Strahlung verrät Schockwelle
Die Schockwelle verriet sich durch eine starke Infrarotstrahlung. Sie stammt von Wasserstoffmolekülen, die bei der Kollision von Materie zum Leuchten angeregt werden. "Die Stärke der Strahlung und die Tatsache, dass das Gas derart durcheinander gewirbelt wird, war für uns eine große Überraschung", sagt Gruppenleiter Philip Appleton vom California Institute of Technology in Pasadena. "Wir erwarteten die spektrale Zusammensetzung von Staubkörnchen. Stattdessen sahen wir nichts außer einem Spektrum von Wasserstoffmolekülen, wie es im Labor zu sehen ist. So etwas haben wir in einem Galaxiensystem noch nie zuvor beobachtet."
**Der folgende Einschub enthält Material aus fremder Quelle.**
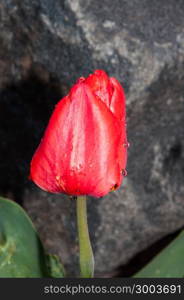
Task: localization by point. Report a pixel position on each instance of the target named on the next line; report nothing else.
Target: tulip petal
(79, 153)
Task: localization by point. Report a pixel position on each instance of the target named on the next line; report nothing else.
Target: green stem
(85, 249)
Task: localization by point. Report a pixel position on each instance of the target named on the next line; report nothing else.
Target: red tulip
(84, 148)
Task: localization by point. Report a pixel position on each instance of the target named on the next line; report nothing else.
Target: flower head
(84, 148)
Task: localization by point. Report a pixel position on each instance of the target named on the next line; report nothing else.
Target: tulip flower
(84, 148)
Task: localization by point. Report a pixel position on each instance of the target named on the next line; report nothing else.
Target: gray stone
(45, 46)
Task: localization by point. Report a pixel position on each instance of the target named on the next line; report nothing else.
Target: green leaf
(168, 263)
(55, 268)
(21, 251)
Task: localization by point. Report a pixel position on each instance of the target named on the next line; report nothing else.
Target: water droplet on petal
(81, 79)
(124, 172)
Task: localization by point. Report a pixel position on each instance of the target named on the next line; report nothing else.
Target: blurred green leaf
(168, 263)
(21, 251)
(55, 268)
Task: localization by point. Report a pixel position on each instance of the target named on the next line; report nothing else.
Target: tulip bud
(84, 148)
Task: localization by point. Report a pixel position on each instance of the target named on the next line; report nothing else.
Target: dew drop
(124, 172)
(81, 79)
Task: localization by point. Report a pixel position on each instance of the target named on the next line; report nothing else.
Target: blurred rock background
(44, 47)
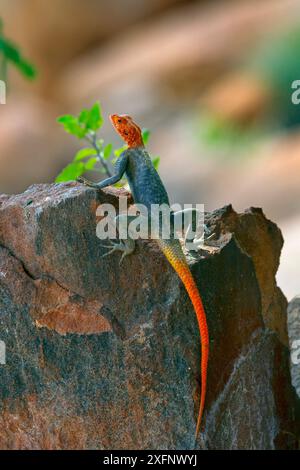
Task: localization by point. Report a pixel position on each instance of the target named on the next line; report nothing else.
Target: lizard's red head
(128, 130)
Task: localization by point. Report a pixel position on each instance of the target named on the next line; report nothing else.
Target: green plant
(10, 53)
(97, 156)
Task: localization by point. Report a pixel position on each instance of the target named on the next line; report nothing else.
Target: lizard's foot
(86, 182)
(125, 246)
(197, 244)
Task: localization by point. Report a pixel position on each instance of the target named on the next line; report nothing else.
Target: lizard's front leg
(190, 241)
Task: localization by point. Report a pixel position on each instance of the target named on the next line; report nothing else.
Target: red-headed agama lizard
(148, 189)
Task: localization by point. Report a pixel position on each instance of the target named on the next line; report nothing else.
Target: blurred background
(211, 79)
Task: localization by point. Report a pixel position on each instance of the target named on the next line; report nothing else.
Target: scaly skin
(147, 189)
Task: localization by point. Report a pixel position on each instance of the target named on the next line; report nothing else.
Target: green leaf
(89, 165)
(83, 116)
(72, 126)
(83, 153)
(156, 162)
(13, 54)
(145, 136)
(107, 151)
(95, 117)
(71, 172)
(91, 118)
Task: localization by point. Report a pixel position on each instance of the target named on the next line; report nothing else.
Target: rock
(107, 357)
(294, 336)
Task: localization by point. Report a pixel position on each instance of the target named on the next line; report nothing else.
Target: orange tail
(179, 264)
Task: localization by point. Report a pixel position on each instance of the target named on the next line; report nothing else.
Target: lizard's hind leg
(125, 245)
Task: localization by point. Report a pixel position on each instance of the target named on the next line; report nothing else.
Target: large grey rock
(107, 357)
(294, 336)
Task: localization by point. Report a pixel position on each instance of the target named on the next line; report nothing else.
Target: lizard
(148, 189)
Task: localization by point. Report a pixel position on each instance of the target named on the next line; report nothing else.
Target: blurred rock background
(211, 79)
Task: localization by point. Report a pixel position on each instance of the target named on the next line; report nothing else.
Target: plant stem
(92, 139)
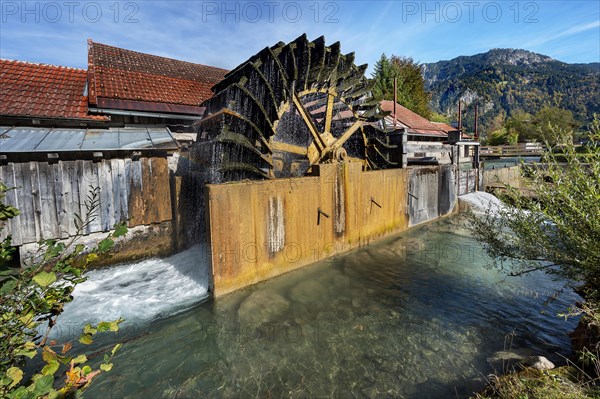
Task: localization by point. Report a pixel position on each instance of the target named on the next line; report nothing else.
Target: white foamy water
(480, 202)
(140, 291)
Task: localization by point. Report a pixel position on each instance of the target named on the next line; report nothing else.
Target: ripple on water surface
(416, 315)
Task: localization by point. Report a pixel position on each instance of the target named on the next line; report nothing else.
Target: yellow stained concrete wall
(259, 230)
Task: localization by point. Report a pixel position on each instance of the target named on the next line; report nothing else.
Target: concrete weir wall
(258, 230)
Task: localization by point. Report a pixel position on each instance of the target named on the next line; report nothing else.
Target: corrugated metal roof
(36, 139)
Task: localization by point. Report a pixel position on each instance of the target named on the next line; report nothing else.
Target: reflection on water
(414, 316)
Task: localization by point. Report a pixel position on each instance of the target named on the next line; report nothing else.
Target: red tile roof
(43, 91)
(415, 122)
(126, 79)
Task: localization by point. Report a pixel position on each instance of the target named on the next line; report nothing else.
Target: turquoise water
(416, 315)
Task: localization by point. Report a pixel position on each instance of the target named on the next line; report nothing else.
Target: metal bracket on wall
(320, 212)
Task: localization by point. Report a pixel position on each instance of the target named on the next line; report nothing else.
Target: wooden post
(476, 136)
(395, 99)
(459, 116)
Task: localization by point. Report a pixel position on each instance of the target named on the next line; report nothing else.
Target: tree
(554, 125)
(520, 124)
(501, 136)
(32, 298)
(558, 229)
(411, 91)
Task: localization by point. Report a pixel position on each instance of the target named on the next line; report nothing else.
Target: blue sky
(225, 33)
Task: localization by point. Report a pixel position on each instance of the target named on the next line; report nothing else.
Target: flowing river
(416, 315)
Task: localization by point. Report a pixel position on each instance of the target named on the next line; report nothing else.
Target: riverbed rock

Mit dem Spektrometer identifizierten die Wissenschaftler in Stephans Quintett eine ungewöhnlich "verschmierte" Linie – die breiteste, die für heißen Wasserstoff jemals gefunden wurde. Aus ihr ließ sich eine Geschwindigkeit von 870 Kilometern pro Sekunde hin – das Gas bewegt sich also hundertmal schneller als der Schall in Luft (330 Meter pro Sekunde). "Anscheinend entstehen Wasserstoffmoleküle entweder in der Schockwelle oder hinter ihr, ähnlich Wassertropfen, die sich hinter einem Flugzeug bilden, das die Schallmauer durchbricht. Nur passiert das hier in kosmischen Dimensionen und bei einer Geschwindigkeit von Mach 100 oder mehr", sagt Richard Tuffs von der Astrophysik-Abteilung des Max-Planck-Instituts für Kernphysik in Heidelberg.
Modell des frühen Universums
Die Beobachtungen geben Einblick in die Vergangenheit des Alls. Damals kollidierten und verschmolzen die Galaxien noch viel häufiger als in der Gegenwart. "So bietet uns eine benachbarte Galaxiengruppe, die von einer dichten Gaswolke verhüllt ist, ein Modell des Universums, wie es vor zehn Milliarden Jahren ausgesehen hat", sagt Cristina Popescu, die andere Autorin aus dem Heidelberger Max-Planck-Institut. Zu dieser Zeit waren bereits die ersten Galaxien entstanden, ihre Dichte und die des Weltraums waren allerdings viel höher als heute. "In dieser Hinsicht gleichen unsere Beobachtungen einer Reise mit der Zeitmaschine", so Popescu.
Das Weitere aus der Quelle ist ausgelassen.